The data set SCIENCEDOCTORATES.txt contains the number of doctors grad- uated from different fields of science. The data is from USA between the years 1960-1975. Find the attraction repulsion matrix and interpret the results.
Solution:
Consider a sample of size \(n\) described by two variables, \(x\) with categories \(A_1,...,A_J\) and \(y\) with categories \(B_1,...,B_K\). Let \(n_{jk}\) denote the number of observations having categories \(A_j\) and \(B_k\). Let \(f_{jk} = \frac{n_{jk}}{n}\) denote the relative frequency corresponding to \(n_{jk}\).
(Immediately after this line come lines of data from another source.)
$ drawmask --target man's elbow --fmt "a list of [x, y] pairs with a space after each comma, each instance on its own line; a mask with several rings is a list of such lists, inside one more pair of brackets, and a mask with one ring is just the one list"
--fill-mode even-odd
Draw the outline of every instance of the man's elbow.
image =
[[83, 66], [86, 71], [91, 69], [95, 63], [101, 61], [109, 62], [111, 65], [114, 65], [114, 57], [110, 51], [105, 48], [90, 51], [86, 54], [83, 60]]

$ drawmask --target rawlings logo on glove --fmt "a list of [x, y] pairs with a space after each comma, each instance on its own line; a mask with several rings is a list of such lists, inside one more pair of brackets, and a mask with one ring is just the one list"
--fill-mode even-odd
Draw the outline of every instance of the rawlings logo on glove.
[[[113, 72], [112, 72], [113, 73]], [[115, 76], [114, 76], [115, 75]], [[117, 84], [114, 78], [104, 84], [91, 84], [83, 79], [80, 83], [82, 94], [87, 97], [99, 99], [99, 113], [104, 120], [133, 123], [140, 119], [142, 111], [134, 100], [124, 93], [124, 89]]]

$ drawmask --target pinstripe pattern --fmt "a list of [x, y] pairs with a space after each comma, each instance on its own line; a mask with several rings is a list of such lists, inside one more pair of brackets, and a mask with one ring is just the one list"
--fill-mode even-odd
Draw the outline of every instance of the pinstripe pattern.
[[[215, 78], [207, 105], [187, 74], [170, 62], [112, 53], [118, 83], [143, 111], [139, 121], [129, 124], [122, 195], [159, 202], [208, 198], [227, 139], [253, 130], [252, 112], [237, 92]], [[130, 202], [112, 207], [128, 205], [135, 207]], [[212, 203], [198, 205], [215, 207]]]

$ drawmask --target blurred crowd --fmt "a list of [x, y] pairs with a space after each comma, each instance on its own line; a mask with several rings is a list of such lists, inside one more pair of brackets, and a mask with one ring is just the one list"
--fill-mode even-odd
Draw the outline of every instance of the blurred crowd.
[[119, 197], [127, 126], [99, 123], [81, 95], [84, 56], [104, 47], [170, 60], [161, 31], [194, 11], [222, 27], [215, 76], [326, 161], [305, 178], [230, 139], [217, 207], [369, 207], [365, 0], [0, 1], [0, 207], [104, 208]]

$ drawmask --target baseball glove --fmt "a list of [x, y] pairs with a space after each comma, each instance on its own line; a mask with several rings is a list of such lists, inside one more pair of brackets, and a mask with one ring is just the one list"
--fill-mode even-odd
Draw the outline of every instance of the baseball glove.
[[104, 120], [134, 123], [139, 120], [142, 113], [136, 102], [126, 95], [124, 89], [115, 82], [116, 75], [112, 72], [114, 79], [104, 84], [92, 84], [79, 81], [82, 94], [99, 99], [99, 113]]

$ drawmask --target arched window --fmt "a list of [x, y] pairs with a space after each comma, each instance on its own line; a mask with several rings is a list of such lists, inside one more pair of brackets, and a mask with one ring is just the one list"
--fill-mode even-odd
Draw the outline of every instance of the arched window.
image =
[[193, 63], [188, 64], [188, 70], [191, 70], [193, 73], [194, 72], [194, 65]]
The elements of the attraction repulsion matrix D are then given by:
\[
\begin{aligned}
d_{jk}=\frac{n_{jk}}{n_{jk}^{*}} = \frac{f_{jk}}{f_{jk}^{*}}
\end{aligned}
\] where \[
\begin{aligned}
n_{jk}^{*}=\frac{n_{j.}n_{.k}}{n} \hspace{1cm} f_{jk}^{*}=f_{j.} \ f_{.k}
\end{aligned}
\] From the above we see that the elements of \(D\) may be computed using \((i)\) theoretical frequencies or \((ii)\) relative frequencies under the assumption of independence.
1. Contingency Table:
data <- read.table("SCIENCEDOCTORATES.txt", header=T, row.names=1)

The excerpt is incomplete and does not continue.